Kali ini, biarkan saja aku mencoba memafhumimu. Aku sudah cukup mafhum dengan keadaanku, perihal perasaan yang merasa hatimu meninggalkan. Di bilik yang pengap serta sedikit cahaya. Barangkali kecoa juga ada serta tikus-tikus jalang peracun orang-orang kaya.

Sebenarnya aku ingin bertanya. Barangkali menurutmu ini basa-basi, tapi sungguh aku tak tahu caranya bertanya denganmu dengan cara selain cara basa-basi. “Sudahkah kau makan hari ini?” Ah, setengah mati aku mengumpulkan nyali. Sebenarnya aku ingin bertanya lebih dari ini. Lebih dalam. Tapi nyaliku hilang.

Aku ingat betul pernyataan yang kau buat, hatiku lebih sukar dimafhumi ketimbang hatimu. Kau salah jika itu hanya untukku. Sebab tidak hanya aku, kau juga iya. Kita satu sama lain sukar dimafhumi. Kita mendalami peran masing-masing, namun enggan memafhumi peran yang lain. Pahamilah skenario ini, sebab tidak hanya aku, tidak hanya kau. Kita tokoh yang berbeda namun berada pada satu cerita yang sama.

Mencoba menjelaskan padamu ternyata sama saja dengan menyerahkan diri pada api. Terbakar panasnya serta membakar diri. Masih untung hanya kulit yang melepuh, ketimbang mati gosong tinggal abu yang sangit. Bahkan bisa jadi Polisi tidak menemukan sidik jari atau ragaku seorang diri.

Kau memang jahat, membiarkan aku kalang-kabut memafhumimu. Ya, aku menyerah dan aku kalah. Entah kau puas atau melas. Yang kutahu, ternyata kau dikendalikan oleh dia. Manusia lain yang kucoba bandingkan dengan aku, ternyata tidak ada satupun yang lebih dari aku. Hanya saja dia pandai sekali merayu. Ah, bahasa persuasifnya ternyata mudah ditelan mentah-mentah olehmu.

Sekolah tinggimu ternyata sia-sia, jika persuasifnya si dia menyembunyikan akal sehatmu. Aku sebut kau sayang. Sayang, kasihan para Pahlawan yang sampai rela mati demi negeri. Bilamana duit-duitnya kau habiskan bersama dia yang hanya pandai merayu tapi hati nuraninya palsu.

Indonesia sudah cukup ngeri dengan Gayus yang sudah dijeruji besi, namun masih bisa menikmati uang negeri. Apakah kau salah satu dari kongkalikongnya? Ah, kenapa kau tidak beri tahu aku lebih dulu? Setelah semuanya berakhir duka untukku. Kita tumbuh pada skenario yang sama. Tetapi, kenapa di antara kita hanya aku yang berakhir nestapa?

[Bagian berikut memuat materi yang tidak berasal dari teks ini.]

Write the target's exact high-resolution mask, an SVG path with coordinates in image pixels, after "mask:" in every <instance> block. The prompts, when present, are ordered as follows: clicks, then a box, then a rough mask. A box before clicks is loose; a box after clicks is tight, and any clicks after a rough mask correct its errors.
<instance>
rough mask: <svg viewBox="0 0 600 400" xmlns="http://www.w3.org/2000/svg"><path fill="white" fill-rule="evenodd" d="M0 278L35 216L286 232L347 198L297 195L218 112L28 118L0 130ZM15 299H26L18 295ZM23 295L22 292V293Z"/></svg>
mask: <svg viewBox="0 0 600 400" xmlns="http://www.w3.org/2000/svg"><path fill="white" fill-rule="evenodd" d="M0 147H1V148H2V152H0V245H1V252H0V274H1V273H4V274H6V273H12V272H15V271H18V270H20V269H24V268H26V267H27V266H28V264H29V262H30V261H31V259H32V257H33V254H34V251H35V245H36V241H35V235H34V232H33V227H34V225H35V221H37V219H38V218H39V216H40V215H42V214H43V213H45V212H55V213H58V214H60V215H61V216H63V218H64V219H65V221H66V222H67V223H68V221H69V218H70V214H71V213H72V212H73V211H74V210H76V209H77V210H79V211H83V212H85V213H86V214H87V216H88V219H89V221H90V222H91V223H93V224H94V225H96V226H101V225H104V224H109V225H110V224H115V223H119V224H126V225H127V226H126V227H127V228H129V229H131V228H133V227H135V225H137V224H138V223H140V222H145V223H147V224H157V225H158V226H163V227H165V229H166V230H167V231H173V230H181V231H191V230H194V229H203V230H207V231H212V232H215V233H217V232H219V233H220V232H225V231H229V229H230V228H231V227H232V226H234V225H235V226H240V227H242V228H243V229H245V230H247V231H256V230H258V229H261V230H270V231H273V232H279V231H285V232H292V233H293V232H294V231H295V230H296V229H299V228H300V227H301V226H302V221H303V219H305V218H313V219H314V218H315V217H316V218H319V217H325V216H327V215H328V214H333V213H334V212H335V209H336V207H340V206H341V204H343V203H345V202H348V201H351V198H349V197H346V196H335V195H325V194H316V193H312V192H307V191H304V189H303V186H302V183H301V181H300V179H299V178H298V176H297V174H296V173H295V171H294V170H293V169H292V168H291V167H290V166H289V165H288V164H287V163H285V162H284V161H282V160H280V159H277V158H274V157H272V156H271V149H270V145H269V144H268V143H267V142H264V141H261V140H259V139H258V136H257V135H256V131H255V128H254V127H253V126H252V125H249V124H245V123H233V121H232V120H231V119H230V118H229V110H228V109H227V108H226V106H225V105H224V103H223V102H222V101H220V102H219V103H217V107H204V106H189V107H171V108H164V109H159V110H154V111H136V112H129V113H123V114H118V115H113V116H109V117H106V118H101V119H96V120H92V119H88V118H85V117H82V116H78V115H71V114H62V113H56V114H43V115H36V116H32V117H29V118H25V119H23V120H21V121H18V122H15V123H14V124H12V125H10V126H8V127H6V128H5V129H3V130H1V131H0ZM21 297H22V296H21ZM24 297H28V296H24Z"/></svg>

Kita sama-sama mencuri uang negeri. Tapi aku lebih dulu masuk jeruji besi. Kau masih dengannya beria. Sedang aku makan seadanya. Syukur-syukur ada lauk yang layak untuk manusia. Kau yang mengajariku mencuri uang negeri, dan kau yang memasukkanku pada jeruji besi.

Sayang, kau benar-benar keparat!

Aku lanjutkan pertanyaanku, “sudahkah kau makan hari ini? Dengan lauk bangkai orang mati?”

Oh sayang, jaga kesehatanmu. Barangkali hidupmu tak lama lagi, aku di sini sudah cukup tenang dengan tikus-tikus yang masih hidup, setengah sekarat, dan yang berbau busuk sebab sudah mati berhari-hari lalu.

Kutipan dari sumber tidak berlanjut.